The jury selection for SBF’s trial is expected to last just a day (October 3) as, according to the trial calendar, the trial is set to officially commence on October 4, with the prosecution set to open its case on that day.
As part of the voir dire proceedings, both parties will question the potential jurors to determine their competency and identify any bias that could influence their decision. However, Grewal doesn’t expect Judge Lewis Kaplan, the judge in charge of Sam Bankman-Fried’s case, to be a mere bystander as he noted that federal judges “exercise a much hand over questioning” than their state counterparts.
According to him, these judges don’t just “hand over” the process to the lawyers because they understand that both parties aren’t looking for a fair jury but one that can help them win.
It is worth mentioning that Grewal has judicial experience as he was once a US magistrate judge for the United States District Court for the Northern District of California. During his time as a judge, he picked 35 juries, although they were in civil matters, unlike this, which is a criminal one.
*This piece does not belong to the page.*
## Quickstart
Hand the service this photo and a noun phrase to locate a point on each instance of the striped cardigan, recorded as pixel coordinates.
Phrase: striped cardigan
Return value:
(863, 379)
The Jury And Its Composition
Sam Bankman-Fried’s jury is expected to comprise 12 jurors from all walks of life. They will be required to give a verdict on each of the defendant’s charges (SBF is being charged with seven counts of fraud-related charges). This verdict will be unanimous, with all jurors participating in it.
As regards the jury composition, Grewal noted that it was “critical to a fair outcome.” However, he stated that prosecutors prefer their case to depend on “damning evidence” rather than the juror makeup. A plausible reason could be that certain biases could exist depending on who the jury consists of, unlike damning evidence that can hardly be refuted.
The legal expert seems to be one of those foreseeing a conviction, as he added that there was no shortage of “damning evidence in this case” as Sam Bankman-Fried faces a statutory maximum sentence of 110 years if found guilty of all charges.